Living donor liver transplantation (LDLT) has been especially important in eastern countries, where a scarcity of donors for deceased donor liver transplantation (DDLT) has adversely affected the treatment of end-stage liver diseases. Even in western counties, however, LDLT has been an important approach to overcoming donor shortages. There are several difficult technical aspects of LDLT compared to DDLT using whole liver grafts, mainly because LDLT employs a partial liver graft with small and short vascular structures, and hepatic arterial thrombosis (HAT) is one of the most severe complications after LT in the recipient, and generally more after LDLT than that after DDLT, especially in pediatric cases (1). Actually, in our experience in Nagasaki University, of total 309 LT cases (LDLT, 293; DDLT, 16), 10 cases (3%) developed HAT all of which after LDLT.
Other reported non-surgical causes of HAT include intimal injury of the recipient hepatic artery due to previous intraarterial treatment for hepatocellular carcinoma (2), prolonged ischemic time (3), cytomegalovirus infection (4), and specifically in cases of LDLT, ABO incompatibility (ABOi) between the donor and recipient (5).
In LDLT, because of the limitation of the relationship between the donor and recipient, ABOi transplantation is considered a treatment option and one of the most challenging matters to overcome, and several step-by-step innovations have made ABOi-LDLT a realistic modality by making patient/graft survival nearly comparable to that in ABO-compatible LDLT (6). These innovations include two major breakthroughs. The first was the use of a local infusion therapy generally including three drugs (steroid, protease inhibitor, prostaglandin E1) via a catheter placed in the portal vein (7) and/or hepatic artery (8), and the second was desensitization with rituximab (7). Rituximab is an anti-CD20 antibody originally introduced to treat B-cell lymphoma, and can absolutely eliminate B lymphocytes before transplantation. These breakthroughs have rendered unnecessary several other strategies of ABOi-LDLT, including plasma exchange (9), splenectomy (10), and even local infusion therapy (11).

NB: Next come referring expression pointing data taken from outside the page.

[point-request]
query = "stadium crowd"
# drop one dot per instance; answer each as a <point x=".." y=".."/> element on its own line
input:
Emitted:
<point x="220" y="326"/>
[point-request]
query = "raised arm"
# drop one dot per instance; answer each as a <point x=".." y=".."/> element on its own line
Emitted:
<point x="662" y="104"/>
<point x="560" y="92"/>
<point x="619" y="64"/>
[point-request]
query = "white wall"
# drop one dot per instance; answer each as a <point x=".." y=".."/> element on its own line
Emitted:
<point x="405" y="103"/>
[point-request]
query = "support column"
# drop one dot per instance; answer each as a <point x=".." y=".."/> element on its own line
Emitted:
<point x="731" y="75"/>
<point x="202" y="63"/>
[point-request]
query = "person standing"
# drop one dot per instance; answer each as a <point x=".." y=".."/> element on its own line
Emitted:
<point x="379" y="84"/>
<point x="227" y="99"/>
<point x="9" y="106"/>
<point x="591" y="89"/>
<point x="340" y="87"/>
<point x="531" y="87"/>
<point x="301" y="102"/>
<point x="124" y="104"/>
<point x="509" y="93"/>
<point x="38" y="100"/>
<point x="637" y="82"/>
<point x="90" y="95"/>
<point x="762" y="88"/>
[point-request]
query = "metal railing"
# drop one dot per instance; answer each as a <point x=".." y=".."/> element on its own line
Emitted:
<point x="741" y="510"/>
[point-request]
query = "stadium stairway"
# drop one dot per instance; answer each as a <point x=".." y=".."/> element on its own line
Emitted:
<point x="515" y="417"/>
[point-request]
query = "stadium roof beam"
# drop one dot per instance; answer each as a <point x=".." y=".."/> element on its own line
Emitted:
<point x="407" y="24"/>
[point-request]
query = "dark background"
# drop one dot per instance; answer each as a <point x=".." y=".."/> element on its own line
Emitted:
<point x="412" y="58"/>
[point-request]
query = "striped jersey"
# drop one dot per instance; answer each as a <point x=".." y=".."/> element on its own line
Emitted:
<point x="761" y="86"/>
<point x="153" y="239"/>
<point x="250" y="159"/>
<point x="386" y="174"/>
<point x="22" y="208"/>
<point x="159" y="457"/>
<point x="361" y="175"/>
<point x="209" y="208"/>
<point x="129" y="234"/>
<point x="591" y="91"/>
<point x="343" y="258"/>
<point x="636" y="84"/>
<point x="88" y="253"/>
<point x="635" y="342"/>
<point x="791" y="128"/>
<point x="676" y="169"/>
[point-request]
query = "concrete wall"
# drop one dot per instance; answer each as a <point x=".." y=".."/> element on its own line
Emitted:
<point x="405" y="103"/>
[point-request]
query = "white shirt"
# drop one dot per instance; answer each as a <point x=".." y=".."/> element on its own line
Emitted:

Theoretically, ABOi can be a non-surgical risk factor for HAT in liver transplantation, because the blood cells of the donor can remain in the liver even after perfusion, and A or B antigens are also expressed on the surface of the endothelium of the vessels (12). Both the remaining blood cell and endothelium might induce an antibody-mediated reaction that could lead to hemagglutination. In fact, several papers showed that ABOi was a risk factor for thrombotic microangiopathy (TMA) after LDLT, possibly because of antibody-mediated hemagglutination (13), as the one possible mechanism of disseminated intravascular coagulation (DIC). As mentioned above, local infusion therapy was introduced to avoid not only the immune reaction itself, but also the subsequent “intrahepatic DIC”, which can cause a disturbance of microcirculation in the liver, by using protease inhibitor and prostaglandin E1. Since the introduction of rituximab, antibody-mediated rejection has been very well controlled, and local infusion therapy has finally been abandoned in many centers. However, an additional concern was introduced by Dada and colleagues—namely, the potential development of venous thrombosis due to acute hypersensitivity reaction with rituximab for B-cell lymphoma (14). On the other hand, Diószegi et al. demonstrated the efficacy of rituximab for microthrombotic renal involvement in systemic lupus erythematosus by controlling the antibody-mediated reaction (15). According to these papers, it is important to avoid the infusion reaction with rituximab itself, and as long as hypersensitivity does not occur, rituximab might prevent thrombosis.
In the current article by Kim et al., they showed that ABOi-LDLT has no adverse impact on the incidence and treatment of HAT using a rituximab-based desensitization protocol (16), same as our experience [1/53 (1.9%) in ABOi vs. 9/240 (3.8%) ABO identical/compatible LDLT]. Accordingly, the efficacy of rituximab to control the antibody-mediated reaction might be sufficient to prevent subsequent possible hemagglutination in ABOi LDLT, but the transplant physician should be aware that possible antibody-mediated TMA or diffuse biliary ischemic damage have been reported specifically in ABOi LDLT, even in the rituximab era (17). A prospective multicenter study with a sufficient number of cases is merited to definitively resolve this matter, as Kim et al. also mentioned.